After I spent time last week digging through paper and digital files, looking through notebooks and papers, I realized I needed to be smarter about how I was archiving feedback. I paused from my revisions to work on an archiving system I hope to really lean into and follow moving forward.
Not only did I want this new system to work for feedback I receive from fellow writers and trusted beta readers, but also for my own notes. I am a paper person as much as a digital person, which means my brain needs the tactile experience of writing notes as much as typing notes when I work. What I use depends on what I’m doing, what exercises I’m participating in, and where I’m working. Sometimes that looks like brain-dumping in a journal and inadvertently stumbling on an answer to a writing question that’s been buzzing in the back of my brain. Other times it looks like working through a revision online and taking notes directly in a document. What I’ve decided to do moving forward is keep everything in folders, which will work for both things. Any random papers or paper feedback will go into folders in my filing cabinet and all of my digital files will be corralled into a folder on my computer. I pulled apart my files and reorganized them to make sure that everything from each project is all in the same place and the same for my computer. It should make the process of revising easier as I move forward, which is really good, because of some of the choices I made this week regarding upcoming revisions.

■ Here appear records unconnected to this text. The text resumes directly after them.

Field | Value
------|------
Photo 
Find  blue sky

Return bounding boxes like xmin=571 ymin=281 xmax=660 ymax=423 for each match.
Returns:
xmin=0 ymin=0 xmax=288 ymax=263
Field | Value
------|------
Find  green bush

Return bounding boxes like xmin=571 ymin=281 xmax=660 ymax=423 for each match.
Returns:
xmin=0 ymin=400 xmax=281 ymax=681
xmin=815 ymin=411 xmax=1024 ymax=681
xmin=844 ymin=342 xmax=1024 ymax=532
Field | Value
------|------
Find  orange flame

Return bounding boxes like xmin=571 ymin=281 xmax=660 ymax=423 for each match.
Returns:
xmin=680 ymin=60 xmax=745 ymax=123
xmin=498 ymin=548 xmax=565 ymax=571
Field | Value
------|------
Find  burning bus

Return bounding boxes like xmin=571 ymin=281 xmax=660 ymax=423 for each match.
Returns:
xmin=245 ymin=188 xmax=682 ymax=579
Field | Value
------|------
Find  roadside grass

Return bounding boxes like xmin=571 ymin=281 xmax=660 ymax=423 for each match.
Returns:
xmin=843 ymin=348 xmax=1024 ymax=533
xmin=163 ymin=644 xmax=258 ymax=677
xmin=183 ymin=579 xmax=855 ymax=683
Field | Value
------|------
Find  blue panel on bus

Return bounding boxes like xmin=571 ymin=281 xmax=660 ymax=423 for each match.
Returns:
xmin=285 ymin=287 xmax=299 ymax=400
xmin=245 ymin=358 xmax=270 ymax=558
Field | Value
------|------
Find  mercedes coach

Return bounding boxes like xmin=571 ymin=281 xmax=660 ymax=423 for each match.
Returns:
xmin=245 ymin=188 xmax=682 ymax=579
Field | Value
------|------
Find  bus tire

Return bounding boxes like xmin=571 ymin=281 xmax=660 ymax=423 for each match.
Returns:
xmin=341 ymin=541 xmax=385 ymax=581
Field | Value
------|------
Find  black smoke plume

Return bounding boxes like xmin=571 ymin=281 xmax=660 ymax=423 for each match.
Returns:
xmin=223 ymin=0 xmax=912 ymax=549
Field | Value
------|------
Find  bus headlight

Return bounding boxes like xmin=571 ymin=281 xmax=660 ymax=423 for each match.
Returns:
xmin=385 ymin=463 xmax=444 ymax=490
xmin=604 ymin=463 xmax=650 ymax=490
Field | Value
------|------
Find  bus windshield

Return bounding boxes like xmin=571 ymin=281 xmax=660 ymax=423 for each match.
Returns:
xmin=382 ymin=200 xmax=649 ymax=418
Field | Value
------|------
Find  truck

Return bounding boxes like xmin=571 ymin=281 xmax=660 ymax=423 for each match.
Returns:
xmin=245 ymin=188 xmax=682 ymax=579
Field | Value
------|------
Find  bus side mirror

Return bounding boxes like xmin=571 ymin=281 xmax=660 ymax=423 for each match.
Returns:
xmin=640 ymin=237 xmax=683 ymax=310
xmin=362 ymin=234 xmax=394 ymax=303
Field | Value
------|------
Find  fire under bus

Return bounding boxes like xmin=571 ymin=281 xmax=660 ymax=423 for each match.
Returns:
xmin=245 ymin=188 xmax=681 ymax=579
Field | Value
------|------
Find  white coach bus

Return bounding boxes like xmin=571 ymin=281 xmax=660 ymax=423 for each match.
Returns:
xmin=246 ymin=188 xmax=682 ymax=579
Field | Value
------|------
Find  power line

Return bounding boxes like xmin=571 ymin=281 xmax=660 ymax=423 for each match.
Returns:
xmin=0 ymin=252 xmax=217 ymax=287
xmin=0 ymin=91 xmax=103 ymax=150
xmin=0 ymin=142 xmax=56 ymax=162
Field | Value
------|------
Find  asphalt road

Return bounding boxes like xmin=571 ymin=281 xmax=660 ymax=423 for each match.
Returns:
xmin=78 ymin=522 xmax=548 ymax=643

Much as I have been steadily doing work on this revision of MS:TS, it has been a struggle to get my workflow to anything beyond a trickle. My motivation has floundered more times than I can count and I’ve needed to drag myself along this process. It’s not like me and I’ve really struggled with why this has been so hard. I had a great conversation with a writer friend last week and found myself talking suddenly about MS:SB, a manuscript I had finished revising awhile ago, and how much I love it. In our conversation I decided to ask if he’d give me some feedback on it, which he graciously agreed to do. After we ended our conversation and I sent the draft along, I decided to get more feedback on it and reached out to a few other trusted beta readers. Something about just that simple act made me excited when I then thought about working on MS:TS this coming week. It made me wonder if I’ve reached the stage of my work where now that I have manuscripts out that I’m querying for representation while I’m revising, and am not simply working to finish stories, that I need to be less rigid about staying in one story. That my work will ramp up to a steady flow when I am working on my catalogue of stories and looking at the whole of the portfolio I’ve built of myself as a writer. It feels like a truth to write that, like it’s the words I’ve been searching for and haven’t quite been able to say. I think what this means moving forward is that while I am revising a manuscript, I will also be managing feedback on other manuscripts and I won’t box myself in the ‘you’re not going to think about or work on something else until you’re done this project’ mindset that I did before. I’m not at that stage anymore and maybe pulling myself out of it will help me with all the things that capture my motivation and keep me moving forward. Maybe. I’m hopeful to see how this next week goes while I adopt this new mindset.
In case you haven’t been told today, you are more than enough.